Stephen Fry’s Novel of Heavy Drinking, Eloquence and Skepticism Comes to the Screen

DIRECTED BY JOHN JENCKS/2017

Don’t let the imposingly ornate central location fool you, The Hippopotamus is not massive nor heavy.  To its credit, though, at only eighty-nine minutes, it is also not lumbering.

A comedy with terminal leukemia and a hard-drinking lead character, The Hippopotamus dispatches the latter to a large, sunny, fancy estate house in order to get to the bottom of whether or not the resident fifteen year old boy has some sort of mystical healing powers.  If so, the positive-minded pretty young rich lady with the terminal leukemia might not die right away after all.  If not, our overweight and cranky drunk protagonist (played wonderfully by Roger Allam) will be right.  Crucially, he’s also a one-time celebrated poet, long since done in by the bottle.  Decades ago, he was as famous as any poet could ever get these days.  Fat lot of good it does him now, though.  The primary benefit in this for we, the viewers, is that the character plausibly makes good in delivering some of the most amusing movie swearing in years.  Inspired f-bombs away!

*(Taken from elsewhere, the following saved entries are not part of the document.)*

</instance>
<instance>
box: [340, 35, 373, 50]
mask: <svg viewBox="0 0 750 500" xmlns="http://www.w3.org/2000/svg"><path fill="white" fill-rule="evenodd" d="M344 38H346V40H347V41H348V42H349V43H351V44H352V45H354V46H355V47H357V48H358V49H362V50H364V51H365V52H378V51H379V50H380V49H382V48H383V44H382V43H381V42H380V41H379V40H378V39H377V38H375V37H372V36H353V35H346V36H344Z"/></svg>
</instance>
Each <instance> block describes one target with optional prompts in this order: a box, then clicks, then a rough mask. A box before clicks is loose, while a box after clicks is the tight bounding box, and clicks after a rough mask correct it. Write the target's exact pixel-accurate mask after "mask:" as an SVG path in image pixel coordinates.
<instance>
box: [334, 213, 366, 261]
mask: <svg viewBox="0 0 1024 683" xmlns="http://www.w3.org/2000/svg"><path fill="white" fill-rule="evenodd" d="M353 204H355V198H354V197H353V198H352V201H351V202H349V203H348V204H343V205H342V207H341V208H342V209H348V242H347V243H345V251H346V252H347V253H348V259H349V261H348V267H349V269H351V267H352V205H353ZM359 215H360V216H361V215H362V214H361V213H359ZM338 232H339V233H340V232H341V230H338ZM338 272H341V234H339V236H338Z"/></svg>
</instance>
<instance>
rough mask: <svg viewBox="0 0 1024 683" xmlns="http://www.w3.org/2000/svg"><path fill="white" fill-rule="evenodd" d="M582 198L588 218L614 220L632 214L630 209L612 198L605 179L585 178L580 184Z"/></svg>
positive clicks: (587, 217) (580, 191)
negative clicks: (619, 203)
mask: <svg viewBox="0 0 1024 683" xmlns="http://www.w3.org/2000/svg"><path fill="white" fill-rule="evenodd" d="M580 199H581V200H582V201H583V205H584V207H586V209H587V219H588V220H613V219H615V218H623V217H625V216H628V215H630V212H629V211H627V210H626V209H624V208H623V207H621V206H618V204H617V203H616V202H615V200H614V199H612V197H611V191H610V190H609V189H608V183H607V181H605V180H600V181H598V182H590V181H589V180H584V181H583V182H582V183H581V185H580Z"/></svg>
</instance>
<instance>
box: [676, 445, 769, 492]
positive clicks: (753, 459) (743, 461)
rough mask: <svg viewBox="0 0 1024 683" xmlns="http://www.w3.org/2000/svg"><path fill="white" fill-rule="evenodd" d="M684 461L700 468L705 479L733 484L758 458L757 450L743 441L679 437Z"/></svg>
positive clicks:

Based on a novel of the same fairly odd title by no less than the incomparable Stephen Fry, The Hippopotamus is a Brit-to-the-bone endeavor of wit, sardonic humor, manners, lack of manners, wit, personal failure, introspection, skepticism, and more wit.  It should also come as no surprise to those familiar with Fry’s frying pan that, since “religious magic” is kinda sorta being put on trial serves as the crux of this story, what particular ideology prevails.  (A spoiler, shock and dismay). It’s not just that delusional religion (conflated here with some kind of supernatural restorative magic) is judged to be opportunistic, it’s ultimately f-ing opportunistic.

With that, I’ll go no further, other than to say that The Hippopotamus, evidently crowdfunded into existence, winds up surprisingly sensitive, perhaps even mildly hopeful.  Tonally it’s a bit whacked – the occasional reliance on pratfalls,physical comedy and twee framing is out of place to the level of embarrassment – but that’s not reason enough to completely condemn it to movie hell or the endangered species list.  It’s far too non cumbersome for all that.

Roger Allam holds his hat in THE HIPPOPOTAMUS.